J’aime observer. Captivée par ce qui m’est donné à voir que j’en oublie de tendre l’oreille. J’ai passé mon enfance à la plage avec ma mère, entourée de son petit cercle social formé d’expatriées. Je me balançais dans la mer des Caraïbes, à distance. Fascinée et exclue par choix. J’observais avec attention la complexité des dynamiques qui rythmaient les relations entres adultes. J’étais et je suis toujours curieuse de tout ce qui est communiqué de manière subliminale, liminale. Ce que révèle le non-dit. Il s’agit là d’un langage visuel subtil qui est maintenant familier à tout agent de sécurité occupant un poste-frontière. La surveillance dont nous faisons l’objet est si envahissante qu’elle rend le moindre geste suspect. En tant qu’artiste, je privilégie plutôt un regard empathique qui respecte le sujet sur lequel je pose l’œil.

Je suis peintre d’une existence charnelle imprégnée de songes et d’émois. Le présent et le passé s’entrechoquent dans un tourbillon d’images tirées de l’actualité, de conversations, de fables et du canon de l’histoire de l’art. Je dessine et je peins des mondes où le public et le privé se côtoient et le personnel y figure de manière insoupçonnée. Ponctués d’irritants, ces mondes en apparence lisses sont une manière de remédier à l’absence de l’Autre et à la réduction au silence de l’expérience féminine.
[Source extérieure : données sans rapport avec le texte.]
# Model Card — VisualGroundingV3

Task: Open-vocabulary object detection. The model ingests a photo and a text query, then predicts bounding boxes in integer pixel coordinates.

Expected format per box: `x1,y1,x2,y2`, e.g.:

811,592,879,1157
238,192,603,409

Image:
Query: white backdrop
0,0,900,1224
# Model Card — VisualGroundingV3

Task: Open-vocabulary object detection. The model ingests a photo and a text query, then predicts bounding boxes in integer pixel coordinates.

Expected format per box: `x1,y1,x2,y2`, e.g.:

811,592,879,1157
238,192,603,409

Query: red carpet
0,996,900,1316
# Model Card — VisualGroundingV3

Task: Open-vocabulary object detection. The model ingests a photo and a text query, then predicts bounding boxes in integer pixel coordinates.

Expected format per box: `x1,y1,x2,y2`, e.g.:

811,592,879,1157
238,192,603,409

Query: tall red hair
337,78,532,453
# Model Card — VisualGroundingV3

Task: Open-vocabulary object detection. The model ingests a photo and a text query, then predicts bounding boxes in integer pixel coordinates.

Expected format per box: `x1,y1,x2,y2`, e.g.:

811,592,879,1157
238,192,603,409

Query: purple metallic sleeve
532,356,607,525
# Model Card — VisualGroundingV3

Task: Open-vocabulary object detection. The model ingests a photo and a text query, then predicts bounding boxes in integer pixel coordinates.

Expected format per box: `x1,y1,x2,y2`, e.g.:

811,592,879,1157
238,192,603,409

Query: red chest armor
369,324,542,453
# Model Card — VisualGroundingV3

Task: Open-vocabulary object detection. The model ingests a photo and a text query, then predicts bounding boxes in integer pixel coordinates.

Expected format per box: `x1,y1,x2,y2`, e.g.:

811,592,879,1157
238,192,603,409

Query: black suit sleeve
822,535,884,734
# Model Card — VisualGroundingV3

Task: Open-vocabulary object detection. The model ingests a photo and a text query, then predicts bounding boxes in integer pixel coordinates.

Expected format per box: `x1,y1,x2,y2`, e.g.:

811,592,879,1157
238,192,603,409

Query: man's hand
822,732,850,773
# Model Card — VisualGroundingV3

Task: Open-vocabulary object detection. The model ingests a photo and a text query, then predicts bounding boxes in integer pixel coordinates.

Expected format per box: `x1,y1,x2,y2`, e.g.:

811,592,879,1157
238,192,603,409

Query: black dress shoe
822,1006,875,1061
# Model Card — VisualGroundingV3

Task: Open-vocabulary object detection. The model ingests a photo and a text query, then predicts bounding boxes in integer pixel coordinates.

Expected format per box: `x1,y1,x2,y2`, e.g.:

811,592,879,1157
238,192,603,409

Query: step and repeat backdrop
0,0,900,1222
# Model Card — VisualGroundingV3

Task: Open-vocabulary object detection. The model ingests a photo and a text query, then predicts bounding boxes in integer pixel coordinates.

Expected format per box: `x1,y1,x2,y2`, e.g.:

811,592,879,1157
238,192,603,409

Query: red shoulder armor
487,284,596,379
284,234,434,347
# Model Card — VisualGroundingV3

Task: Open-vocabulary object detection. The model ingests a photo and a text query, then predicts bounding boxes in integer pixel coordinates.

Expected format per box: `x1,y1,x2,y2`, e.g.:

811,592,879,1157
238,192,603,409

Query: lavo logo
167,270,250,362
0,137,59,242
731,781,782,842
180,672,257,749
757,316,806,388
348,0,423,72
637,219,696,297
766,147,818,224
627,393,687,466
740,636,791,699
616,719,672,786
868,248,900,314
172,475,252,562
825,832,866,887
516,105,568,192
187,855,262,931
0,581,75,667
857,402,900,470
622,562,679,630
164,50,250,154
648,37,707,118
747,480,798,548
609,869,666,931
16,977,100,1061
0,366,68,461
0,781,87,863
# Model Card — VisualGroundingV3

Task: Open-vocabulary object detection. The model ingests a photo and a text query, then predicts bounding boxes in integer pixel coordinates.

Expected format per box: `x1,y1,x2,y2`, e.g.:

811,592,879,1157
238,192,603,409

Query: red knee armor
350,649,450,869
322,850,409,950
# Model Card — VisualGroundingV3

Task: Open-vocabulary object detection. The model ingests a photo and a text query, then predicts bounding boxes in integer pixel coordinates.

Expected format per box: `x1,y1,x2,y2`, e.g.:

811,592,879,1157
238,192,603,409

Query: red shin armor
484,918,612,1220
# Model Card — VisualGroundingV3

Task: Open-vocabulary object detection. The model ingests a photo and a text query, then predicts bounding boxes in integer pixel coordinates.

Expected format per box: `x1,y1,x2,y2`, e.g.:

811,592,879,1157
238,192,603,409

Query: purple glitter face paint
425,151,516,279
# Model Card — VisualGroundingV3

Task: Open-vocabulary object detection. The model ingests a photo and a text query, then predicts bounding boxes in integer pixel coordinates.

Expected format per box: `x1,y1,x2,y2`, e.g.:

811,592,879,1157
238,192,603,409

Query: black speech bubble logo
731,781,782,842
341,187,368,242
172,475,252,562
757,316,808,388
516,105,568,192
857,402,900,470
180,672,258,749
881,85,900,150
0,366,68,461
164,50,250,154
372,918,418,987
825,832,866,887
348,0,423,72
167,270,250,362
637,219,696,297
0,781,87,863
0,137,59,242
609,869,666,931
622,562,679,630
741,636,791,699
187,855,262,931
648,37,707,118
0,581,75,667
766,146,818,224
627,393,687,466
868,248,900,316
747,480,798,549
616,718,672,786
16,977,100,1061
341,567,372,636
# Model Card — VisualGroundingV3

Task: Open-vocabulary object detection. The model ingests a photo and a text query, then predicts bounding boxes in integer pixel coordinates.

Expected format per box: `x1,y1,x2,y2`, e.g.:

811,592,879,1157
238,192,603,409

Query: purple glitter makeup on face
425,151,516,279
La peinture est un mode d’expression sensuel qui met en tension la beauté et la vérité, si douloureuse soit-elle. En tant que peintre vieillissante, je souhaite que mes œuvres soient à la fois fortes et fragiles, opérant comme une allégorie du temps qui fuit. L’inquiétude me ronge et me demande le mot de la fin. Dans l’autoportrait Ce que l’eau m’a donné (1938), Frida Kahlo se peint dans une baignoire, entourée des épisodes marquants de sa vie. Quant à moi, l’eau m’a donné l’art, et la possibilité de supporter « la fronde et les flèches d’une outrageante fortune [1] ».

— Marion Wagschal, traduit de l’anglais par Béatrice Cloutier-Trépanier.

[1] William Shakespeare, Hamlet (1601), acte III, scène i. Traduit de l’anglais.

 

Marion Wagschal travaille la peinture et le dessin comme un journal où s’entremêlent réalité, fables et fictions. Parmi ses expositions marquantes, notons Femmes artistes. L’éclatement des frontières, 1965-2000 (2010) au Musée national des beaux-arts du Québec et Art et Féminisme (1982) au Musée d’art contemporain de Montréal.

En 2014 et 2015, son travail faisait l’objet d’une exposition rétrospective présentée au Musée des beaux-arts de la Nouvelle-Écosse puis au Musée des beaux-arts de Montréal. Des expositions solos lui étaient dédiées à la Galerie de la Maison du Canada, Haut-commissariat du Canada au Royaume-Uni en 2016 et au Musée d’art de Joliette en 2017.

Ses œuvres font partie de nombreuses collections, dont celles d’Hydro-Québec, du Mouvement Desjardins, du Musée d’art contemporain de Montréal, du Musée des beaux-arts de Montréal et du Musée national des beaux-arts du Québec. Elle vit et travaille à Montréal.